Axoum... Avec un nom pareil, qu'il n'y ait rien à y voir me paraissait hautement improbable... Et ce "rien à voir" me semblait déjà parfaitement impropre pour qualifier un quelconque endroit de l'Ethiopie, pour peu qu'il ne soit pas désertique.


C'est finalement Eva, une prof de géographie allemande croisée à Bahar Dar, où elle récoltait frénétiquement des papyrus sur les bords du Lac Tana pour les montrer à ses élèves, qui a su me donner l'argument de choc: "C'est vrai, il n'y a pas grand chose à faire là-bas, mais au centre de la ville, il y a un petit jardin public, minuscule, en forme de triangle, où sont dressés quelques vestiges, des colonnes, des morceaux de stèles, c'est calme et très joli, et il y a un petit café où tu pourras te reposer et lire pendant des heures. Si tu n'es pas pressée, c'est idéal. Et le café est très bon."

Ce dernier argument fut décisif. Dès mon arrivée je me suis mise à la recherche de ce fameux jardin, mais bien évidemment, avant de tomber sur le parc, je suis d'abord tombée sur un obélisque de 40 tonnes écrasé en travers de mon chemin.

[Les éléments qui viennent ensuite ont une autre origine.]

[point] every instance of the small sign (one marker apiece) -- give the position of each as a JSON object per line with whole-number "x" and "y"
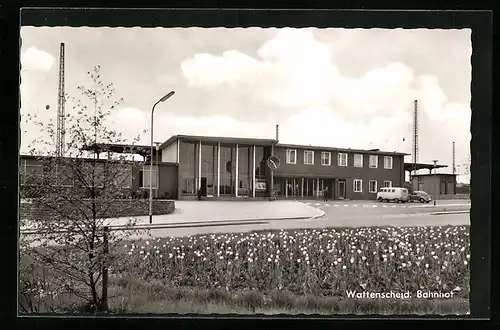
{"x": 261, "y": 185}
{"x": 273, "y": 162}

Parce qu'il s'est avéré qu'avant d'être une ville "où il ne se passe pas grand chose", Aksoum a été le berceau d'une civilisation et d'un royaume étendu et prospère du 1er au 9ème siècle ap. J.C., premier royaume d'Afrique à battre monnaie, aux relations commerciales intenses avec l'Egypte, l'Arabie, la Grèce, la Syrie, et dont les souverains bâtisseurs de palais avaient le chic de se faire enterrer sous des stèles ouvragées de 35m de haut - pour la plus haute.


Ces obélisques géants, parmi les plus grands ouvrages monolithes au monde, sont le fruit de la civilisation Sabéenne, peuple sémitique venu du Yémen vers 1000 av. J.C., qui adorait le soleil, la lune et Vénus, et avait un sens très marqué de l'architecture et du grandiose.


Les tombeaux de leurs rois recèlent encore des mystères techniques que les guides tendent à amplifier - je n'ai d'ailleurs parfois pas vraiment compris où résidait l'insolite, preuve que ma culture technique est décidément bien rudimentaire, où que le guide nous embobinait largement. Malgré tout, Aksoum fut certainement le siège de techniques assez avancées, quoiqu'apparemment assez similaires à celles de l'Egypte ancienne et certainement héritées d'elles (ce que les guides locaux démentiront, comment peut-on oser les comparer aux Egyptiens?)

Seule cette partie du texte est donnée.